An Asteroid of Their Own
This past June Thomas Burbine PhD ‘00 named an asteroid after former Ashdown House housemasters Vernon and Beth Ingram to thank them for helping make MIT “the best place to go to graduate school.” Vernon Ingram, an MIT biology professor who was elected to the National Academy of Sciences in April 2002, has received considerable recognition for his work on neurodegenerative diseases. But Burbine, now a postdoc in planetary sciences at the National Museum of Natural History, says the Ingrams deserve acknowledgment for their 16 years at Ashdown House, from 1985 to 2001.Burbine wasn’t sure how he would fit in when he arrived at MIT in 1993, but he made friends at an Ashdown orientation dinner the Ingrams had organized. Soon he became a regular at the Ingrams’ dorm events. “They interacted with thousands of graduate students,” says Burbine. “They really cared.”

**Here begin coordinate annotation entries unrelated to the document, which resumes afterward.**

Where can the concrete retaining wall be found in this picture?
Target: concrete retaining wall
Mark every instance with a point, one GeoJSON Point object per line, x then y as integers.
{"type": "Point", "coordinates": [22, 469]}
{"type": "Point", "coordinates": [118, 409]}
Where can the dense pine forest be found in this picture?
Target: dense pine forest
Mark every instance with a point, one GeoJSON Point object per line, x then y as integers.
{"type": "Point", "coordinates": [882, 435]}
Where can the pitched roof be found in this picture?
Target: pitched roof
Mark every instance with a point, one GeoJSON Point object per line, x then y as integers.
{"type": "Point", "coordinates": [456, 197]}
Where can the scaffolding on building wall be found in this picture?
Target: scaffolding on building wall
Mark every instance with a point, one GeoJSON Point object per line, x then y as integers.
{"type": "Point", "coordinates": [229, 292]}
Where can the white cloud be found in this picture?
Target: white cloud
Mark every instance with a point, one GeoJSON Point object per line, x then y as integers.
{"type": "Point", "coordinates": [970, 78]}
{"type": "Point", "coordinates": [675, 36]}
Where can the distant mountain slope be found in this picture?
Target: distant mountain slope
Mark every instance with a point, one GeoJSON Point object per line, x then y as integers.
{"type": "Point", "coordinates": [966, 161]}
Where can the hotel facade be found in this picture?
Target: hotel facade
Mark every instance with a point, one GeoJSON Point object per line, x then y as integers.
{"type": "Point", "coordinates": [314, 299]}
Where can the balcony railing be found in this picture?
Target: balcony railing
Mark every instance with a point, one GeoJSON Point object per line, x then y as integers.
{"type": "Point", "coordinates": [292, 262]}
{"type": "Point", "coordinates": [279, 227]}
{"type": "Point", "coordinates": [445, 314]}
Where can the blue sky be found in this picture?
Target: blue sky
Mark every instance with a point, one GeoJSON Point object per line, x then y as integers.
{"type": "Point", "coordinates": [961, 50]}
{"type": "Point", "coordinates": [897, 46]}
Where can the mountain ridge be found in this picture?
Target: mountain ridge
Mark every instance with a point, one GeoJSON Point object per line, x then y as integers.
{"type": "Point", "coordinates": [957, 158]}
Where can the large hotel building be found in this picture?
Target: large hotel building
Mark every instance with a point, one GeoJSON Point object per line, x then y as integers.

While at MIT, Burbine’s friend and planetary sciences classmate Schelte “Bobby” Bus PhD ‘99 named an asteroid he had discovered after Burbine. “Vernon was always impressed,” Burbine says. So when Bus gave Burbine naming rights to another asteroid, he chose to honor the Ingrams by naming it after them. The process took more than a year, but the new name, 6825 Ingram, became official June 24. The Ingrams learned of the honor only when it made the front page of MIT’s Tech Talk newspaper on July 17. “We were totally surprised and very happy,” Vernon Ingram says.